生活発表会が終わり四歳児クラスへお迎えに行くと、演技を終えた子供たちの興奮で室内が熱を帯びていた。こうして一つのことを成し遂げたという喜びを覚え、子供たちはまたひとつ成長していくのだろう。
「璃玖、上手だったよ」
「うん! まちがわないでできた!」
一緒のシーンを演じた美月ちゃんとじゃれ合いながら一生懸命説明してくれる。
主語がない説明は正直なにを言っているのか分からないけれど、嬉しいということはよく伝わってきた。お気に入りの美月ちゃんと仲良く出来たことも嬉しいんだろう。
子供たちは興奮しきっており、なかなか帰ろうとしない。そんな様子を静かに見守っていた。普段のお迎えの時は子供を急かす保護者も情報交換のお喋りに夢中で、室内は賑やかになっていた。
璃玖は美月ちゃんとあちこち駆け回り、それに周りの子どもたちもつられて集まってくる。
舞台衣装を着た子どもと記念撮影をする保護者もいれば、親のスマホを勝手に持ち出して遊ぶ子もいる。
僕も今日のことを紗耶香と話したくなった。カオスと化した室内をそっと出て紗耶香と話ができる静かな場所を探した。
しかし園内のいたるところに子どもと保護者がおり、静かなところなどどこにもない。
「宗大、こっち」
紗耶香はふわふわと浮遊しながらトイレへと向かっていく。どうやら彼女も僕と親ばかトークがしたくてたまらない様子だった。
混雑した人ごみをかき分けながらトイレへと向かう。
その最中に甘玉先生と鉢合わせた。
「今日は観に来てくださり、ありがとうございました」
甘玉先生はにこやかに挨拶に挨拶をしてくる。紗耶香はじれったそうに僕を睨んできた。無視するのも失礼なので僕も立ち止まる。
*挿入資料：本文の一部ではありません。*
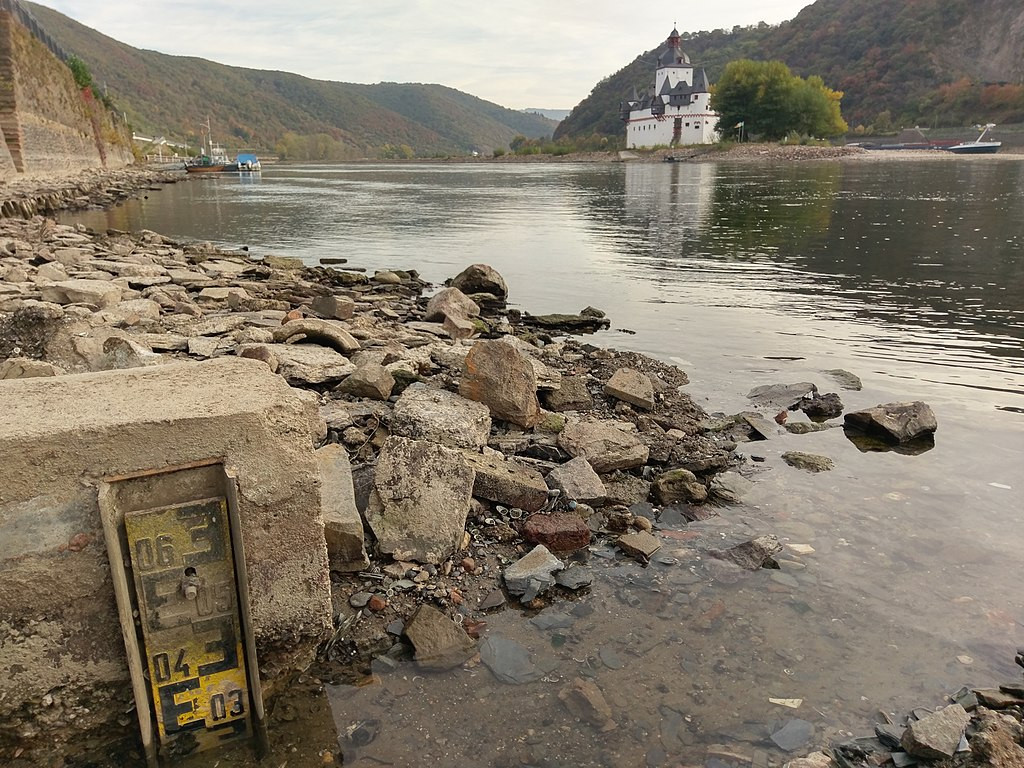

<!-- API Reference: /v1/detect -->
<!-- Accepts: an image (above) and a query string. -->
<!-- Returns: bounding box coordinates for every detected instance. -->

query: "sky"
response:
[37,0,811,110]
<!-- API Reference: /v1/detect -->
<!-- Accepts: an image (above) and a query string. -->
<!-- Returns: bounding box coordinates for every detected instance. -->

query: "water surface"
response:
[64,158,1024,766]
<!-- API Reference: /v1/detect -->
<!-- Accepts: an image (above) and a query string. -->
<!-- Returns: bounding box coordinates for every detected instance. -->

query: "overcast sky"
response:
[39,0,810,109]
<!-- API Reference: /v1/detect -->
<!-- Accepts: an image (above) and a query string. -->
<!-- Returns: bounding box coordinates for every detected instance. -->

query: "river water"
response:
[66,157,1024,768]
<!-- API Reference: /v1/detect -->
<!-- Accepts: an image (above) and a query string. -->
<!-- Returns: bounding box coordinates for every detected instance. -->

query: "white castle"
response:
[622,29,718,150]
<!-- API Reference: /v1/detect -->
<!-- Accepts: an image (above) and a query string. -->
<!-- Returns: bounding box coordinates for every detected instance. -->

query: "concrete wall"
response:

「素晴らしい発表会でした。ありがとうございます。特にヤマンバから小僧が逃げるシーンで舞台全体を使うのが面白かったです」
真っすぐに走っている時はその場で足踏みをし、曲がったりジャンプするところは実際に動いて舞台上を動くという演出はスピード感も感じて面白かった。
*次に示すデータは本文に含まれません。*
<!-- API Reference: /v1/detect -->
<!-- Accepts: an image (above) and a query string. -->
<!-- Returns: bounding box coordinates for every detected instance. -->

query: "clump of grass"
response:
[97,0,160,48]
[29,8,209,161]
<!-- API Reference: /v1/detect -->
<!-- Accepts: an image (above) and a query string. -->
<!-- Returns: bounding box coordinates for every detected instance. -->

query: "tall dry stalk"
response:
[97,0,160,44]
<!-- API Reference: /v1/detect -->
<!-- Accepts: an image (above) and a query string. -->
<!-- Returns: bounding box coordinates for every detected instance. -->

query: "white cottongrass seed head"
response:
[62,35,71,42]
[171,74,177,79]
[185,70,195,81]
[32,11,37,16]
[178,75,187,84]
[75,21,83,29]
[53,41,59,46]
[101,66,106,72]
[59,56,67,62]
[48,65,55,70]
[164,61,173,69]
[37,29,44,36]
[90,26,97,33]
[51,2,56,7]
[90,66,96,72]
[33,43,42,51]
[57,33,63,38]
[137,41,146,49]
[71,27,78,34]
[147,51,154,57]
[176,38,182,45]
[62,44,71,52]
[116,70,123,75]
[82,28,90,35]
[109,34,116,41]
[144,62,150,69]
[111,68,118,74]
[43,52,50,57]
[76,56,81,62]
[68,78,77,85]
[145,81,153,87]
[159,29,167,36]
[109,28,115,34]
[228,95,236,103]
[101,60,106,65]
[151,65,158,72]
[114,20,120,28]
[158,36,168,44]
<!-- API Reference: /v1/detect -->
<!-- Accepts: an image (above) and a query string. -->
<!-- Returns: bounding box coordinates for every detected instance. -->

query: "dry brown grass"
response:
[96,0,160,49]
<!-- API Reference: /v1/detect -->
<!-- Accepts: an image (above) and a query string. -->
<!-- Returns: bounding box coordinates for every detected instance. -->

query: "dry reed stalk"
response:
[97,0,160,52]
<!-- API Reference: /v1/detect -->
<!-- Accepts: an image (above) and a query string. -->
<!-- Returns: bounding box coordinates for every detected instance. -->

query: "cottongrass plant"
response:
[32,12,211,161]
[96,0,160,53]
「え、そうですか? ありがとうございます! あれ、実は璃玖君が考えたんです」
「へぇ、そうなんですか」
「こんな風にしてみようって提案してくれて。みんなでやってみたらそれが面白かったんです」
「璃玖がそんなことを」
アイデアを積極的に提案するのは間違いなく紗耶香に似たのだろう。甘玉先生の話を聞いた紗耶香は嬉しそうににんまりと笑っていた。
「もしかして演劇とかお好きで璃玖君と観に行かれたりするんですか?」
「いえ。そんなことないですけど?」
「そうですか。実は私は結構好きで、学生の頃はたまに観に行ったんです。璃玖君は演技ものびのびとしてて上手だし、もしかして観に行ったりしてるのかなって思いまして」
ふと加西さんのことが頭を過ぎり苦笑いをする。実は近々連れていく予定なんですということはなんとなく言えなかった。